RECHERCHE ACADÉMIQUEPRÉSENCES RÉELLES DANS LES MONDES VIRTUELS

La mise en intrigue participerait donc de l'expérience vécue ; elle serait à la fois ce qui en résulte et ce qui la façonne. Ricœur accorde en effet « à l'expérience en tant que telle une narrativité inchoative qui ne procède pas de la projection, comme on dit, de la littérature sur la vie, mais qui constitue une authentique demande de récit » (8). Ce postulat l'autorise alors à désigner une « structure pré-narrative de l'expérience » (9) inscrite au coeur même des actions incarnées, à l'échelle de la temporalité de la vie (141).

En situant la genèse de la narrativité dans le lieu de l'expérience, Ricœur suggère les rapports d'influence réciproque que l'expérience vécue entretiendrait avec son histoire virtuelle. Toute expérience vécue, nous dit-il, serait ainsi une « histoire non encore racontée » (10), une « histoire potentielle » (11). Les « histoires non encore dites de nos vies » (12) - « imbrication vivante de toutes les histoires vécues les unes dans les autres » (13) - constitueraient alors l'arrière-pays génésique d'un récit perpétuellement se faisant, et faisant retour dans la vie même (141-144).
Aussi, Ricœur en vient à conclure que « la conséquence principale de cette analyse existentielle de l'homme comme « être enchevêtré dans des histoires » est que raconter est un processus secondaire […]. Raconter, suivre, comprendre des histoires n'est que la « continuation » de ces histoires non dites » (14) (143).

Ce passage de Temps et récit est d'importance pour l'étude des modalités narratives dans les environnements numériques, car il vise une narrativité ontologique, solidaire de la vie d'où elle « émerge » et qu'elle reconfigure comme histoire potentielle.

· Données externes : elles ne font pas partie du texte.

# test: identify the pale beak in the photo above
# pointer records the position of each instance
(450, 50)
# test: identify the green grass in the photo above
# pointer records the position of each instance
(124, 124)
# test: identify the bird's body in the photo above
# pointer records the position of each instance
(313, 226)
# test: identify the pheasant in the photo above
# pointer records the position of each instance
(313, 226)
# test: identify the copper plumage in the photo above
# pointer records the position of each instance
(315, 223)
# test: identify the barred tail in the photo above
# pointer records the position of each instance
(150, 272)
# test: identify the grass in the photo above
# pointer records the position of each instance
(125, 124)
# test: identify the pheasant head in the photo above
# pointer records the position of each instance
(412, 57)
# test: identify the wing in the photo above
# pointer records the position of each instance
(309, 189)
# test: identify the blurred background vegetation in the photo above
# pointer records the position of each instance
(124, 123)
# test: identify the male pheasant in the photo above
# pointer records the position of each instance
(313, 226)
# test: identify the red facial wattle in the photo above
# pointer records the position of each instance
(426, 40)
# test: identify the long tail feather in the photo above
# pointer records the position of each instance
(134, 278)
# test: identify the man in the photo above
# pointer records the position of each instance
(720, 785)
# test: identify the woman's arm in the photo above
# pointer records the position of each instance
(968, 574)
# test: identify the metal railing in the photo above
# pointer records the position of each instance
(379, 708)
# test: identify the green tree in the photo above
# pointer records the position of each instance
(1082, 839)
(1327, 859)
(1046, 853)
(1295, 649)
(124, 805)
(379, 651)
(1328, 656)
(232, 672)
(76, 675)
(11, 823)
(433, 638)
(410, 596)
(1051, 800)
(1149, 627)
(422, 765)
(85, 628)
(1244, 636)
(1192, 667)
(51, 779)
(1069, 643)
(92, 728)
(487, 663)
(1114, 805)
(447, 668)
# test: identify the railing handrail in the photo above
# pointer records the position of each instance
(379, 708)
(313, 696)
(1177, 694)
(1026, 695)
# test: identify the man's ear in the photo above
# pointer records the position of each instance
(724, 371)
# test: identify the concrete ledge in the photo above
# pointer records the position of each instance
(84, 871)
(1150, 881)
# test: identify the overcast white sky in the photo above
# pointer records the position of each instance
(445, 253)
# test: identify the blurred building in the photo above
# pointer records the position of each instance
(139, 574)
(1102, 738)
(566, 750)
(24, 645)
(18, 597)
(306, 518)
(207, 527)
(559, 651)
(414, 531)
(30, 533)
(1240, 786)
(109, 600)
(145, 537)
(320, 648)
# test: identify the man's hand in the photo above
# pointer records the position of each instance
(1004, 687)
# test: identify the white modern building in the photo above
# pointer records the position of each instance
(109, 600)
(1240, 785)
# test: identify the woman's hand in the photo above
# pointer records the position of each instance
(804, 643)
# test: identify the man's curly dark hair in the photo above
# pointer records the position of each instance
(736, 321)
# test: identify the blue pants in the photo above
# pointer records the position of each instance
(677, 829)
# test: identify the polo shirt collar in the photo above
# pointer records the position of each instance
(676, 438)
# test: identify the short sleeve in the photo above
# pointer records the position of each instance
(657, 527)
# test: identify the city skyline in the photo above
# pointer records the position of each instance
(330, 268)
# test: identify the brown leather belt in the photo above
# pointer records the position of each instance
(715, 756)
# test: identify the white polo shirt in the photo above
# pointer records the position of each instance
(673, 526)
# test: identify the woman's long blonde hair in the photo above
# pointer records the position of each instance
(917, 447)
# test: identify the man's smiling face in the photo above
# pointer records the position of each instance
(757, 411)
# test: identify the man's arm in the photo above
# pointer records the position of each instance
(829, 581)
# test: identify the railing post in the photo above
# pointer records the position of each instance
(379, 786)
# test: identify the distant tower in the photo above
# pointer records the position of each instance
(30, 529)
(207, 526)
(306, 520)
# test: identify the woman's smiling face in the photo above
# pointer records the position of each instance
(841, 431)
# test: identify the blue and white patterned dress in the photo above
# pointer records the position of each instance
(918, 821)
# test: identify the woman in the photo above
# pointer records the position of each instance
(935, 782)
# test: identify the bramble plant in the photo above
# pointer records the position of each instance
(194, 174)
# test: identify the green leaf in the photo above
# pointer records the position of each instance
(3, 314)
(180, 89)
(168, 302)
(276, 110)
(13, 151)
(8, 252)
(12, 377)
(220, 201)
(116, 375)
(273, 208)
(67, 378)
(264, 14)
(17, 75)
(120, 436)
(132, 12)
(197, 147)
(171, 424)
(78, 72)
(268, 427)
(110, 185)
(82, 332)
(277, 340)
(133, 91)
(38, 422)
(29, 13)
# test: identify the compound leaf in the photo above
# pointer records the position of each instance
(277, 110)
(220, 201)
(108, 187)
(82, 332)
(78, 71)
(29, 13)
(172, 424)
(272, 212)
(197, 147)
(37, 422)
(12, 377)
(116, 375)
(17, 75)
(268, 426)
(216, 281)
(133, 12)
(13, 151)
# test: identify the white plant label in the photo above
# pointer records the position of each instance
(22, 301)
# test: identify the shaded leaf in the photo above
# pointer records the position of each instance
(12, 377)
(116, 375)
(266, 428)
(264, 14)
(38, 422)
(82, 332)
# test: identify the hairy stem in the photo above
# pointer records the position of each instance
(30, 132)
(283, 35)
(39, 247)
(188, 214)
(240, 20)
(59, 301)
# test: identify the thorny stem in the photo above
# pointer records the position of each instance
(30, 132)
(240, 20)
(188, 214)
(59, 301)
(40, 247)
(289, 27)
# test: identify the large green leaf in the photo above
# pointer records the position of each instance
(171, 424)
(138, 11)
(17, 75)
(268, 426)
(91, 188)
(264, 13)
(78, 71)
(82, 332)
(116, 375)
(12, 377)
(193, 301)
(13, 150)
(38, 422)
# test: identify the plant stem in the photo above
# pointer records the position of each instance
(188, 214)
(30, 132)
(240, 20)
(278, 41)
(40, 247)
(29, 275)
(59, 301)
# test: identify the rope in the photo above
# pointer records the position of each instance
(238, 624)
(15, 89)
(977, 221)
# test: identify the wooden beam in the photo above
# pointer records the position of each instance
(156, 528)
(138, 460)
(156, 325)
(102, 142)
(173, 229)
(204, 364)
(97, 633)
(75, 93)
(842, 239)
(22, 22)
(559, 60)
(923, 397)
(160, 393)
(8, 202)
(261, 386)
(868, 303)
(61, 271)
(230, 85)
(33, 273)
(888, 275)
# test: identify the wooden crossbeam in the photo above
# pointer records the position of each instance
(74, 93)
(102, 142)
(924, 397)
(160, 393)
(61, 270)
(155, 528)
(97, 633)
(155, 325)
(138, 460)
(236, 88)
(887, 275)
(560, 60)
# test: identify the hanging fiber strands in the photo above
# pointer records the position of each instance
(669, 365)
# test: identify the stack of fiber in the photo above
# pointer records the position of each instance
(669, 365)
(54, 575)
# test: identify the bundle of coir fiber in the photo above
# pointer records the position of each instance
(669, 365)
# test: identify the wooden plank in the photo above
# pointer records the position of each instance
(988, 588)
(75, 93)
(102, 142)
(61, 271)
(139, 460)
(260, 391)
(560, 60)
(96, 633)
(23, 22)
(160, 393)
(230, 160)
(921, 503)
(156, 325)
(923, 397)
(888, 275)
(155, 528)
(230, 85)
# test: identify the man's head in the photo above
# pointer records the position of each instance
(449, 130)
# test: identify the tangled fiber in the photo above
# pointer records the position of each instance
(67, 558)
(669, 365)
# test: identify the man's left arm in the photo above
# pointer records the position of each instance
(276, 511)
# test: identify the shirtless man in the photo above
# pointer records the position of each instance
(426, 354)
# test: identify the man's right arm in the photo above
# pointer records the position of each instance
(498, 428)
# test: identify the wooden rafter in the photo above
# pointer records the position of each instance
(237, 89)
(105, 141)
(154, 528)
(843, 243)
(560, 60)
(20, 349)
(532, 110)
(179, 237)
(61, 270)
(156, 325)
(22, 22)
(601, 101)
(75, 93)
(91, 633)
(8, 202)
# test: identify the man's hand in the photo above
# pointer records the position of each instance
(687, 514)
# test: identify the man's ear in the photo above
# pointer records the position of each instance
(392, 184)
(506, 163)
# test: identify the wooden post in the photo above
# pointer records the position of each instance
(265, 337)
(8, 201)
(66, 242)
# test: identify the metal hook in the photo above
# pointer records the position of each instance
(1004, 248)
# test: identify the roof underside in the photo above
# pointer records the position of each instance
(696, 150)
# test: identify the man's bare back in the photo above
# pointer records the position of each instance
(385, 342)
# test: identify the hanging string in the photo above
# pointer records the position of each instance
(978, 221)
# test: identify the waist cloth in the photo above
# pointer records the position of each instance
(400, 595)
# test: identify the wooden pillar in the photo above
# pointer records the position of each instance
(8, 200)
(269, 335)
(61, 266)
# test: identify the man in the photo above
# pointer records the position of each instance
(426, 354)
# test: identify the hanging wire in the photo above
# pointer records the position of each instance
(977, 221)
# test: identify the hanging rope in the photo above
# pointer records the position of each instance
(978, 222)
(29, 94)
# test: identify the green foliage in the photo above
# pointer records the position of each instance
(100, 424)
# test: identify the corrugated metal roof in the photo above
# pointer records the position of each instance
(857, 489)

Allant plus loin, d'une part l'expérience vécue se double de sa mise en récit éventuelle, d'autre part est-elle révélée par toutes les histoires en suspens, cristallisées en elle, et dans lesquelles elle se déporte pour mieux se montrer.

Ce double enjeu trouve un écho puissant dans l'interactivité numérique où les productions sémiotiques et sémantiques, qui induisent de nouvelles formes narratives, reposent sur l'expérience vivante d'un environnement codéterminé par ses interacteurs. Dans ce contexte, l'expérience incarnée est en effet l'horizon d'émergence des événements, de leurs agencements, de leur signifiance, et de leur persistance dans la forme des mondes virtuels.

Doté d'une actantialité ontologique, l'interacteur des environnements numériques apporterait, plus que son concours à une praxis artistique, tout le champ narratif potentiel qu'il découpe sur le fonds de son expérience.
Examinant la relation du récit et de sa réception par le lecteur, Ricœur a d'ailleurs révélé cette nécessaire rencontre d'horizons : « si la mise en intrigue peut être décrite comme un acte du jugement et de l'imagination productrice, c'est dans la mesure où cet acte est l'œuvre conjointe du texte et de son lecteur, comme Aristote disait que la sensation est l'œuvre commune du senti et du sentant » (15) (145).

Dans notre cadre d'analyse, il s'agit de déplacer cette « fusion d'horizons » entre l'univers du texte et celui du lecteur, dans la relation du monde virtuel émergent et de ses interactants.